Two assassins, Ben and Gus are waiting in a basement hotel
room for their assignment. Ben, the senior member of the duo,
calmly reads the newspaper articles and recites them out loud
when he finds them interesting. Gus, on the other hand, is pacing
around the room nervously. He complains constantly, including
that he is haunted by the memory of their last victim, a girl.
Gus regrets his choice of profession.
In the back of the room is a dumbwaiter, which delivers
occasional food orders. As these orders come in, the tension
builds. Gus keeps asking Ben questions, and Ben refuses to answer
(or even listen to) him.
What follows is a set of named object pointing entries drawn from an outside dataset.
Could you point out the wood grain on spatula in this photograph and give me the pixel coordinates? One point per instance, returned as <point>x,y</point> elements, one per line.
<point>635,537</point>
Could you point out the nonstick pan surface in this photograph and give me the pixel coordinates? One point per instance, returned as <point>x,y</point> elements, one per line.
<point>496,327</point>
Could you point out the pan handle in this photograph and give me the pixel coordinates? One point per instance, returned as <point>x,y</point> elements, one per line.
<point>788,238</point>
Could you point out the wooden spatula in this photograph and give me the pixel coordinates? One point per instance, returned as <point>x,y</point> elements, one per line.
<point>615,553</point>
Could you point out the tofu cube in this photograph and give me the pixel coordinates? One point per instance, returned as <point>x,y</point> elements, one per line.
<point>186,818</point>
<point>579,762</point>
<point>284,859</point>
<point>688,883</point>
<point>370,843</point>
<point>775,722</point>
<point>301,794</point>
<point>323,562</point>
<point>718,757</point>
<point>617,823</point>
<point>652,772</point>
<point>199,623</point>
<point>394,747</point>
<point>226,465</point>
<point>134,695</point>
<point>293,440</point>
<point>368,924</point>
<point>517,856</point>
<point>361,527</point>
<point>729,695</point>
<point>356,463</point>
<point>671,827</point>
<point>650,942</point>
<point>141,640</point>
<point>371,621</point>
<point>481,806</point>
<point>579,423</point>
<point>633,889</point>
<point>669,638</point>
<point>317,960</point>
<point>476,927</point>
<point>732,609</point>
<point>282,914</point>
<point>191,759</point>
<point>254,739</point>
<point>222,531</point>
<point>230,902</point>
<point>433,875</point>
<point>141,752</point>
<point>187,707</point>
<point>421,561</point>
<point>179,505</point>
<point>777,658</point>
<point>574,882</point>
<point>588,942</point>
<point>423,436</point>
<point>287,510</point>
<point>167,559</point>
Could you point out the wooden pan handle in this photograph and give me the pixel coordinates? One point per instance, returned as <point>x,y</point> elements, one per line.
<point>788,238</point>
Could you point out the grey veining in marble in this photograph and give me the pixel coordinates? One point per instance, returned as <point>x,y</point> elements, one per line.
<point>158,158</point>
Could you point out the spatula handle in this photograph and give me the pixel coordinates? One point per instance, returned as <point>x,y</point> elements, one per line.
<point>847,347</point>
Tension builds to the point where they
even come to blows.
Gus leaves the room to get a drink of water, and the dumbwaiter
intercom comes on. Ben listens carefully -- we gather from his
replies that their victim has arrived and is on his way to the
room. Ben shouts for Gus, who is still out of the room. The door
opens, Ben rounds on it with his gun, and Gus enters, stripped of
his jacket, waistcoat, tie and gun. There is a long silence as
the two stare at each other before the curtain comes down (the
implication is that Gus is the person that Ben has been employed
to kill).
It was first produced at the Hampstead Theatre Club on January 21, 1960. On July 23, 1985, a version for television was broadcast by the BBC.
The Birthday Party
Taken at face value, the play concerns Stanley, a failed piano
player, who lives in a boarding house (run by Meg and Petey), in
a British seaside town. (All the place names suggest that the
house is in a seaside town on the south coast of England.¹) On his birthday, Stanley is visited
by two men, Goldberg and McCann. A supposedly innocent birthday
party quickly becomes a nightmare as Stanley is psychologically
tortured, Meg is strangled, and Lulu is sexually assaulted.
It is quickly learned that very little of the expository
information can be taken at face value. In Act I, Stanley
describes his career saying "I've played the piano all over
the world. All over the country" and then after a pause
simply "I once gave a concert." Although Meg claims
that her house is a "boarding house", her husband seems
surprised that she is able to take in borders and later Stanley (being
the supposed boarder) flat out denies the fact. Much of the plot
revolves around the fact that Meg is planning to celebrate
Stanley's birthday; a fact that he denies several times
throughout the play. (Meg claims he doesn't know that it's his
birthday because she's keeping it a secret.) McCann claims to
have no knowledge of Stanley or Maidenhead (Stanley's hometown),
but his partner later names two businesses that Stanley used to
frequent connecting them clearly to Maidenhead. The past is made
more confusing by the question of identity: Goldberg is called
"Nat," but in his stories of the past he was called
"Simey" and also "Benny"; McCann is also
referred to as both "Seamus" and "Dermot".
Although Stanley at one point of the birthday party begins to
strangle Meg, she has no memory of it the next morning.
The Caretaker
The story involves two brothers, Aston and Mick, who share a small flat together in London and let an old man, Davies, come to live with them for a few weeks. As the action unfolds, it becomes clear that all the characters have dreams which they seem unlikely ever to fulfill, and the tension created among them is great at times.
The room
The Room has strong ties to The Birthday Party,
also by Harold Pinter. Both plays take place in a derelict
boarding house which becomes the scene of a visitation. In The
Room, a blind black man suddenly arrives to deliver a
mysterious message.
The Room is invested with the elements that make Pinter's
work unique: the disturbing familiarity of the dialogue, the
subtle characterization, the compulsive power that can be by
turns funny, moving, and wildly funny.